Tech is particularly good at working with data, the whole world trades in it, visualising data and mashing up two or more data sets to makes something more powerful and accessible is an incredibly exciting prospect. The world now is full of information, just lying around, visualisations and mashups make it work, make it more powerful than the sum of its parts.  I also believe the arts are built on information, signals, triggers, scents, subtleties, there are so many layers. And in the same way as facts, they’re driven by questions, but more than facts, the arts dramatise those questions, turning points. Who is this character? What memories, smells, encounters is she built of? Consider the moment of the intricate choice between a highlight or a deeper dark on a painting, or the textures you could feel when you first heard the stirrings of a new song.

Imagine an AR app developed by someone like the National Portrait Gallery that allowed you to see under the layers of paint, to peel back the process, or see other works painted over, or corrected. Imagine using that app to trigger audio clips with facts and context for the work, or reactions that other people like you have recorded whilst standing there.

We can build new ways of exploring and creating art.

I was recently pointed in the direction of Debategraph by @abi281. Debategraph is a web-based, creative commons project which provides an interactive way of mapping wiki debates. I’ve embedded it here for you to play with, which is much easier than my trying to explain it, click, explore, hover, drag, see what you think. For those who want to know every in and out check out the ‘about’ on the debategraph website.

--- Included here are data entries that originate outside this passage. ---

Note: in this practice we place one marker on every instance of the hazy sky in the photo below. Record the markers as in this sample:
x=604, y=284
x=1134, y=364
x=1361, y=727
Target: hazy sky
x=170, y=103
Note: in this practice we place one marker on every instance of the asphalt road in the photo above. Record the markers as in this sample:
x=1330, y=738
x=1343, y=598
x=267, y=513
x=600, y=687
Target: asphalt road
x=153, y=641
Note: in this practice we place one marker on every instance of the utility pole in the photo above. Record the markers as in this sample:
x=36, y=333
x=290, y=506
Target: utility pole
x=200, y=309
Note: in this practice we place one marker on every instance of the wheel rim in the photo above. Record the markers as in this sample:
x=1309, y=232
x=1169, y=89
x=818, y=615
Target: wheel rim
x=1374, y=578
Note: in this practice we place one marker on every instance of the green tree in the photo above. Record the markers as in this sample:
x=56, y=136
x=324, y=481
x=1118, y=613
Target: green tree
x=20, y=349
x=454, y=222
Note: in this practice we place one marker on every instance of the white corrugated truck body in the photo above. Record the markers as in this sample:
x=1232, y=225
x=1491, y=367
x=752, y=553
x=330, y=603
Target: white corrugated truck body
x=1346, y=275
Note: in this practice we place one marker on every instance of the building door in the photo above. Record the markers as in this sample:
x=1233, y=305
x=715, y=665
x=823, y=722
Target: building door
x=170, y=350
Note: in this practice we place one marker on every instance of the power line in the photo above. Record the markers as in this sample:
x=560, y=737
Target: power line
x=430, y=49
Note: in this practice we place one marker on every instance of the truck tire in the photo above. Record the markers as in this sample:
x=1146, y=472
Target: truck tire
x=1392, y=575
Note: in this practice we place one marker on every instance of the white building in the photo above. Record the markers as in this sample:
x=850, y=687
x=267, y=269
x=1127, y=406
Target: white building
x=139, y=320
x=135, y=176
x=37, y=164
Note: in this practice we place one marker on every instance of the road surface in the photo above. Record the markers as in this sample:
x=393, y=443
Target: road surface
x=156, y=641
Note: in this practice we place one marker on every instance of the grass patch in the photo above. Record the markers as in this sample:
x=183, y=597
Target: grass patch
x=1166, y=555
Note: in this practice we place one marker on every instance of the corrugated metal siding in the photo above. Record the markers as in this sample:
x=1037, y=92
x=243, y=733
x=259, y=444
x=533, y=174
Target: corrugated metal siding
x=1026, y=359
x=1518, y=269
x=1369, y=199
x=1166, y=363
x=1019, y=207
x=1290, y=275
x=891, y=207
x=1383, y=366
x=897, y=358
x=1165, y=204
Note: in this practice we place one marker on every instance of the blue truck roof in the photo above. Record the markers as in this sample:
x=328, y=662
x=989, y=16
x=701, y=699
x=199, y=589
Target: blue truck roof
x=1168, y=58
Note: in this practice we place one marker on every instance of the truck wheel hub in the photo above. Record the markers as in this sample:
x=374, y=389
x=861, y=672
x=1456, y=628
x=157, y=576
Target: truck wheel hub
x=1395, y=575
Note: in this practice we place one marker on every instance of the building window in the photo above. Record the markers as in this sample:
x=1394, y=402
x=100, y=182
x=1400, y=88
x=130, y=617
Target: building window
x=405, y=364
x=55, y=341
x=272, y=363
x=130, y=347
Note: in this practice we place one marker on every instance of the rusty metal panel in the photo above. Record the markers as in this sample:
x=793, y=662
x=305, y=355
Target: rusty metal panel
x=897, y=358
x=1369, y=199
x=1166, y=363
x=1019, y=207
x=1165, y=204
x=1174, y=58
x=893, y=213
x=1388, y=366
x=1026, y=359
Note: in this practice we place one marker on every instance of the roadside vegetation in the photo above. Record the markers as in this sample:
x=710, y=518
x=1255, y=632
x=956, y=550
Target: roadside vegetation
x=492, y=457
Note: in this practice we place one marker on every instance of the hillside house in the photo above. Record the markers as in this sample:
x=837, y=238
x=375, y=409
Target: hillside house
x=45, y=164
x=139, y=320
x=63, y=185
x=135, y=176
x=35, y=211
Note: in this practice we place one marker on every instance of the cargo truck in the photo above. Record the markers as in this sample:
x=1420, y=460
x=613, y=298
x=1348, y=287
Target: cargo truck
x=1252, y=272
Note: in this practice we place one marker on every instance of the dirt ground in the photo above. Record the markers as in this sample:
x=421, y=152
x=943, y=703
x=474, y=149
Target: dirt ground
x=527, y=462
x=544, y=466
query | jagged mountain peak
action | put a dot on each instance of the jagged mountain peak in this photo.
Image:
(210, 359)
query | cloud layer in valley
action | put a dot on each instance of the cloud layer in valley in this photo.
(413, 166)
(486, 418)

Why am I looking at debate graph?

I would love to see something like this developed for use by arts organisations, if you were to take this bare-bones structure, bring it onto a large touch display, and crucially, allow the addition of video, images and audio, you have a very very powerful tool for representing the artistic process, character development, the context of a play, or the building of a piece of art.

This could be installed in large multi person interactive multi-touch screen displays, similar to the NT ‘Big Wall‘, but created within a wiki environment, a creative commons model that could be released into the wild, that people could truly interract with. An installation  in which people could build new routes, not travel one of several pre-planned ones; drag and zooming, exploring creative questions, contexts, characters through native video/image/audio embeds. Better still  we could use the model to collaborate, to create a huge, sprawling, reactive and interactive piece of audio/visual wiki art in which you could still follow curated paths, or which you could explore  yourself, have it on screens that surround you, covering the walls of a whole room, tailoring your own personal theatre, or working with others to build a specific, live and individual experience.

Where would you start? Do you know people who would be interested in working on projects like this, do you think it’s worth working on, or do you think it invades the ineffability of art? Basically: discuss.